Contudo D’Cruze insiste que a WAZA tem responsabilidade por esses membros indiretos e que pode punir membros diretos que credenciarem membros indiretos que atuam de forma antiética. “A WAZA pode não conseguir implantar mudanças nos locais que são considerados membros indiretos, mas que se autointitulam adeptos do padrão de excelência — dessa forma, é evidente que possui a responsabilidade de definir proativamente limites para interações entre visitantes e animais selvagens”, afirma ele. “Ela exerce um papel crucial do qual não deve se esquivar.”
Shafer, da CAZA, afirma que não convém aqui utilizar como pretexto detalhes técnicos da filiação. “O maior problema não é o rótulo que uma ou outra organização possui, mas sim o aprendizado com isso para ajudar a melhorar as condições dos animais”, prossegue ela.
O código de ética e bem-estar animal da WAZA, que é obrigatório aos membros, determina que, se utilizados animais silvestres em apresentações, é preciso “enfoque em seu comportamento natural” e “não humilhar ou trivializar o animal de maneira alguma”. Descumprimentos podem acarretar a suspensão ou expulsão da WAZA, conta Kirk-Cohen. Ela afirma que, no ano passado, três membros foram desfiliados da WAZA após perderem o credenciamento com sua associação regional ou nacional.
D’Cruze afirma que essas normas são um passo na direção certa, mas também que não são específicas o bastante.
“São ótimas e possuem uma redação bastante positiva para estabelecer as linhas gerais, mas e quanto aos aspectos específicos? O que constitui de fato algo antinatural e humilhante?”, indaga ele.
“Considerando a ampla diversidade de espécies de que nossos membros cuidam”, prossegue Kirk-Cohen, é impossível fornecer uma lista de comportamentos antinaturais ou humilhantes, mas são aqueles comportamentos que os animais não apresentam na natureza, explica Kirk-Cohen. A WAZA conta com associações credenciadoras para estabelecer normas mais específicas.
O relatório da World Animal Protection descreve locais que ofereceram encontros em que os visitantes podem fazer carinho, beijar e fazer cafuné em grandes felinos, espetáculos em que pessoas “surfam” nas costas de golfinhos e apresentações em que elefantes pintam quadros com as trombas. A interação mais comum foi fazer carinho — oferecida por 43% dos locais, mais frequentemente em mamíferos e répteis.
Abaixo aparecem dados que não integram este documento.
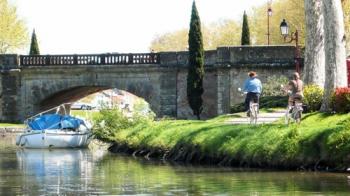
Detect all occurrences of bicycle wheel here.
[284,107,291,125]
[295,111,301,124]
[250,104,258,124]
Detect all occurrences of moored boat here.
[16,106,92,148]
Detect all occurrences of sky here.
[9,0,267,54]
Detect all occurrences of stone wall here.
[0,46,295,122]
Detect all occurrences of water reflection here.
[0,134,350,195]
[16,149,92,194]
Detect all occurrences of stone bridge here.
[0,46,295,122]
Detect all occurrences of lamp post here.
[267,0,272,45]
[280,19,300,73]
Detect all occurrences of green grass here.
[104,113,350,169]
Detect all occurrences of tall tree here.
[342,0,350,55]
[29,29,40,55]
[321,0,347,111]
[303,0,325,88]
[0,0,28,54]
[241,11,250,46]
[187,1,204,119]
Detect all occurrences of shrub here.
[332,87,350,113]
[303,84,323,112]
[262,76,288,96]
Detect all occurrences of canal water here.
[0,135,350,195]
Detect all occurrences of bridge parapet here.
[20,53,159,66]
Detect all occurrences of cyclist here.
[243,71,262,117]
[287,72,303,108]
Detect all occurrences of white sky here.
[10,0,267,54]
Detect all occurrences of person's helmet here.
[248,71,257,78]
[293,72,300,80]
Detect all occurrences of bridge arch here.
[21,66,161,119]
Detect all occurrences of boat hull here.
[16,130,92,148]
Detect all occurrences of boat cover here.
[28,114,84,130]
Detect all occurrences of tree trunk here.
[321,0,347,112]
[303,0,325,88]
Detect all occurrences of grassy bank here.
[97,113,350,170]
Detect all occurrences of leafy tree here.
[321,0,347,112]
[342,0,350,55]
[241,11,250,46]
[303,1,325,88]
[149,19,241,52]
[29,30,40,55]
[0,0,28,54]
[187,1,204,119]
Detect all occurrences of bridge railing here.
[20,53,160,66]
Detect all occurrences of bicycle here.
[285,102,303,125]
[281,85,303,125]
[238,88,259,124]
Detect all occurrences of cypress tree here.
[29,29,40,55]
[187,1,204,119]
[241,11,250,46]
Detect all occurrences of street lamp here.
[280,19,300,73]
[267,0,272,45]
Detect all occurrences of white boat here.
[16,104,92,148]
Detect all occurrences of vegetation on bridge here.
[29,30,40,55]
[187,1,204,119]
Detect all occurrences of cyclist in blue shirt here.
[243,71,262,116]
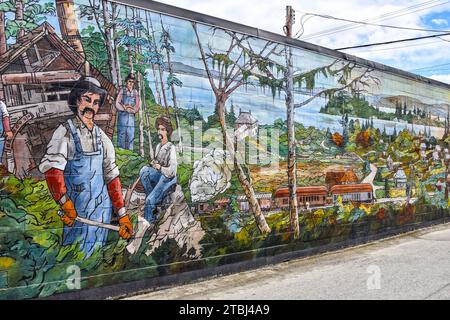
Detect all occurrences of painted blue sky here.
[164,0,450,83]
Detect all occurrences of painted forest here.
[0,0,450,299]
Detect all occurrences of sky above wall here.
[164,0,450,83]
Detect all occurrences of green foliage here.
[116,148,149,186]
[80,26,112,80]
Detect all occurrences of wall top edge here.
[110,0,450,90]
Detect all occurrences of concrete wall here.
[0,0,450,299]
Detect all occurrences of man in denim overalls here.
[116,73,141,151]
[0,100,13,165]
[39,77,132,258]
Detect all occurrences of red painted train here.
[196,183,375,213]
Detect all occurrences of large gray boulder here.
[189,149,233,202]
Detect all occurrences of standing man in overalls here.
[116,73,141,151]
[0,100,13,166]
[39,77,132,258]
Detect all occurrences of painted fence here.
[0,0,450,299]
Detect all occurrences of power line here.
[296,12,450,33]
[298,0,450,40]
[334,32,450,50]
[409,63,450,71]
[298,0,449,40]
[342,37,442,53]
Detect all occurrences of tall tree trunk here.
[148,13,169,115]
[161,26,183,154]
[102,0,119,87]
[125,6,134,73]
[215,93,270,234]
[0,5,7,55]
[133,10,145,157]
[15,0,25,42]
[144,11,162,106]
[286,47,300,239]
[111,2,122,87]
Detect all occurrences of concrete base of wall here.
[39,217,450,300]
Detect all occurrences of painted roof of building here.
[236,111,258,125]
[331,183,373,194]
[275,186,328,198]
[237,192,272,201]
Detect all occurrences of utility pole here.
[284,6,300,239]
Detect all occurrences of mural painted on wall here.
[0,0,450,299]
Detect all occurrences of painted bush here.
[0,0,450,299]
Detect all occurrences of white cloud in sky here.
[431,19,448,26]
[164,0,450,84]
[429,74,450,84]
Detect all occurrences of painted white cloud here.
[429,74,450,84]
[164,0,450,81]
[431,19,448,26]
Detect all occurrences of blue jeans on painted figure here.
[0,138,6,164]
[117,111,134,151]
[139,166,177,223]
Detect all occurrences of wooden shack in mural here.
[0,6,116,177]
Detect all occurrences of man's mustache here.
[81,107,96,116]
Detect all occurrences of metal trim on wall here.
[110,0,450,90]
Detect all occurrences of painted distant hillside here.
[372,95,450,118]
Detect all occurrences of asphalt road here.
[125,224,450,300]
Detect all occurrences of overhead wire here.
[299,0,450,40]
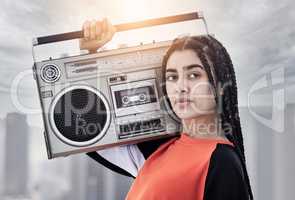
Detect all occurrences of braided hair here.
[162,35,253,200]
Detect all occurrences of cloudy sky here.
[0,0,295,124]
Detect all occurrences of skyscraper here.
[4,113,29,196]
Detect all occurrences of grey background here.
[0,0,295,200]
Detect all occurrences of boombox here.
[33,13,207,159]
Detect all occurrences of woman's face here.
[166,50,216,119]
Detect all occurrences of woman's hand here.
[80,18,116,52]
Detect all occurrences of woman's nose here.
[176,79,189,93]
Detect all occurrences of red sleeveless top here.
[126,133,233,200]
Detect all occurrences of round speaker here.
[49,85,111,146]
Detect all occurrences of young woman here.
[80,19,253,200]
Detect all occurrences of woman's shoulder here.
[137,136,177,159]
[204,144,249,200]
[210,143,243,173]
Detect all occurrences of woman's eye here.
[188,73,200,79]
[166,75,177,81]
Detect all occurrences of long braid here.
[162,35,253,200]
[204,36,253,199]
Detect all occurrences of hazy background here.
[0,0,295,200]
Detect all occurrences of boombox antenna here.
[33,12,209,46]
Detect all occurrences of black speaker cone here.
[53,88,110,143]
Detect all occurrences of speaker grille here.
[53,89,110,143]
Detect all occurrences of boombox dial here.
[41,64,60,83]
[50,85,110,146]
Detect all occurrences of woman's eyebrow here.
[183,64,204,70]
[166,64,204,72]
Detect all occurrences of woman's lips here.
[176,101,191,108]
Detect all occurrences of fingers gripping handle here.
[33,12,208,46]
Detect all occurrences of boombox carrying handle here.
[33,12,209,46]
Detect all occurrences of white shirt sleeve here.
[97,144,145,177]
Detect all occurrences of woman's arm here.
[204,144,249,200]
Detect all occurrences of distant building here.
[3,113,29,196]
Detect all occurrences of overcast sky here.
[0,0,295,124]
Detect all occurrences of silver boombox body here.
[34,41,180,158]
[33,12,208,159]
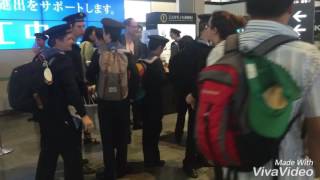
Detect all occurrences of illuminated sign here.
[289,0,314,43]
[0,0,124,50]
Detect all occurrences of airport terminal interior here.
[0,0,320,180]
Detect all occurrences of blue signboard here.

Cerca de um terço ofereciam andar ou nadar em um recinto fechado, 30% apresentavam espetáculos com animais selvagens e 23% ofereciam experiências de alimentação com a mão, em que os turistas podem fornecer alimento e água a animais silvestres mantidos em cativeiro, o que permite o contato direto — e possivelmente perigoso — com eles.
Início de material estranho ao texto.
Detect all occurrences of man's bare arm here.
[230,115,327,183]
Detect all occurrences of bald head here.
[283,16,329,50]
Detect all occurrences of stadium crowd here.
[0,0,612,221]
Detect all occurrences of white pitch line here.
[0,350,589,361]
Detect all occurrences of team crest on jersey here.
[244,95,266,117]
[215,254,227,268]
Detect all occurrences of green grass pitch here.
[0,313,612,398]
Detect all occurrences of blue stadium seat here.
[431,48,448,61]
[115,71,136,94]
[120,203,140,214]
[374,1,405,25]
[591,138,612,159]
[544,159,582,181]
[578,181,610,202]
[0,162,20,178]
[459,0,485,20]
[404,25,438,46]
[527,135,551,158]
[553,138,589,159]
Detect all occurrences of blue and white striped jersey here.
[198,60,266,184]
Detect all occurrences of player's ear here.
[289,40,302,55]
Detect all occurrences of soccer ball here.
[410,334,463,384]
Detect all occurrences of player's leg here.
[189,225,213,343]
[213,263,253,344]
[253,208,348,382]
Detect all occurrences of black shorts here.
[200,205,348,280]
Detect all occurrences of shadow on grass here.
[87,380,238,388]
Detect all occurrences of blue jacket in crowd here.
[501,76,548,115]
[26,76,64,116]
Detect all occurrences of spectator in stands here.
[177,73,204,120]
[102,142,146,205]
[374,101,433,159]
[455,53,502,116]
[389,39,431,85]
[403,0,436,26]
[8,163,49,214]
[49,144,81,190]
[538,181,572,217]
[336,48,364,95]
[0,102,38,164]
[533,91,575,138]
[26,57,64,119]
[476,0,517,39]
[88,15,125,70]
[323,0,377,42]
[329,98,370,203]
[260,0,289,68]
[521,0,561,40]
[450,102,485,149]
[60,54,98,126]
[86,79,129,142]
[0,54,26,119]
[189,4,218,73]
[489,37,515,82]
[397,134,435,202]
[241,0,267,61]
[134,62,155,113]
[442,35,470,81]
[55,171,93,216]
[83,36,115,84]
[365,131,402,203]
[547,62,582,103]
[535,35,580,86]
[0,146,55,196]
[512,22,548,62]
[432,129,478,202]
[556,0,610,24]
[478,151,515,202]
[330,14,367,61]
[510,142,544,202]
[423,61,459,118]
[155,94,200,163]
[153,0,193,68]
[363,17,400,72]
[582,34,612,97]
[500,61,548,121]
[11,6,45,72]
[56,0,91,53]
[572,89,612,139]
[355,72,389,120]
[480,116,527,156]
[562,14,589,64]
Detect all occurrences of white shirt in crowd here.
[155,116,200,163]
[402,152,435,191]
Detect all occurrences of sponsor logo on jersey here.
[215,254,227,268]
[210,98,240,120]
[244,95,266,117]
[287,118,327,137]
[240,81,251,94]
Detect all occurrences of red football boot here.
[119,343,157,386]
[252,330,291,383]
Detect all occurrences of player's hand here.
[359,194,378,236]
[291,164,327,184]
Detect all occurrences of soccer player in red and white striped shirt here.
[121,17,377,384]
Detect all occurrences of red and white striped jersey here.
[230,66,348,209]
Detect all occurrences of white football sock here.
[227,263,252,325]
Essas experiências são inerentemente estressantes para os animais, afirma Nancy Blaney, diretora de assuntos governamentais da Animal Welfare Institute, organização sem fins lucrativos de Washington, D.C.
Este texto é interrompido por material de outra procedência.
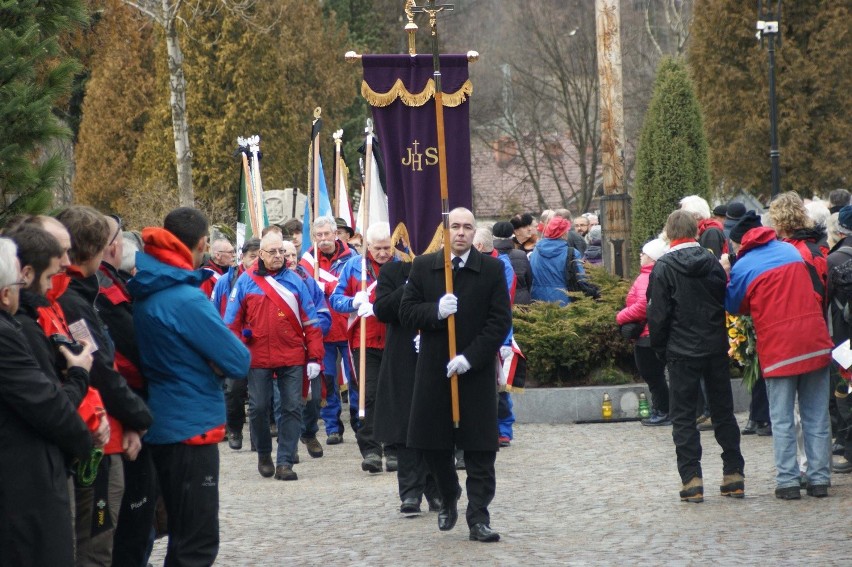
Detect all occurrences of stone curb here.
[512,378,751,423]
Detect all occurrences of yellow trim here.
[361,79,473,108]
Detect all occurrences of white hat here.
[642,238,669,262]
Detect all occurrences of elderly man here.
[225,232,323,480]
[331,222,397,473]
[294,216,358,445]
[399,208,512,542]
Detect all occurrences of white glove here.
[352,291,370,309]
[358,302,373,317]
[438,293,459,319]
[447,354,470,378]
[307,362,322,380]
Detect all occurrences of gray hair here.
[0,236,21,289]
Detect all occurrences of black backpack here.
[565,246,601,300]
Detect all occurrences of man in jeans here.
[647,210,745,502]
[725,211,834,500]
[225,232,323,480]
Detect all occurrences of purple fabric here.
[361,55,472,254]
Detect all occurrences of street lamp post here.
[757,0,781,197]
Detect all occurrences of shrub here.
[514,268,634,386]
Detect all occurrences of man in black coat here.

“Alguns locais anunciam essas atividades apenas como turismo com animais silvestres, quando, na realidade, não é nada do tipo”, afirma ela. “Turismo com animais silvestres é uma atividade em que você observa animais silvestres em seu próprio ambiente, em seu próprio meio — e não uma atividade em que você tira uma foto sua com um tigre ou você interage com um macaco vestido com roupas, beija um orangotango ou algo assim. Isso não é turismo com animais silvestres; isso é exploração.”
O lugar de animais silvestres é na natureza, mas, em alguns casos — por exemplo, quando um animal é resgatado por um zoológico de beira de estrada — essa não é uma alternativa, afirma D’Cruze. O problema, segundo ele, é quando uma organização “passa despercebida ao usar animais para entretenimento e fins comerciais”.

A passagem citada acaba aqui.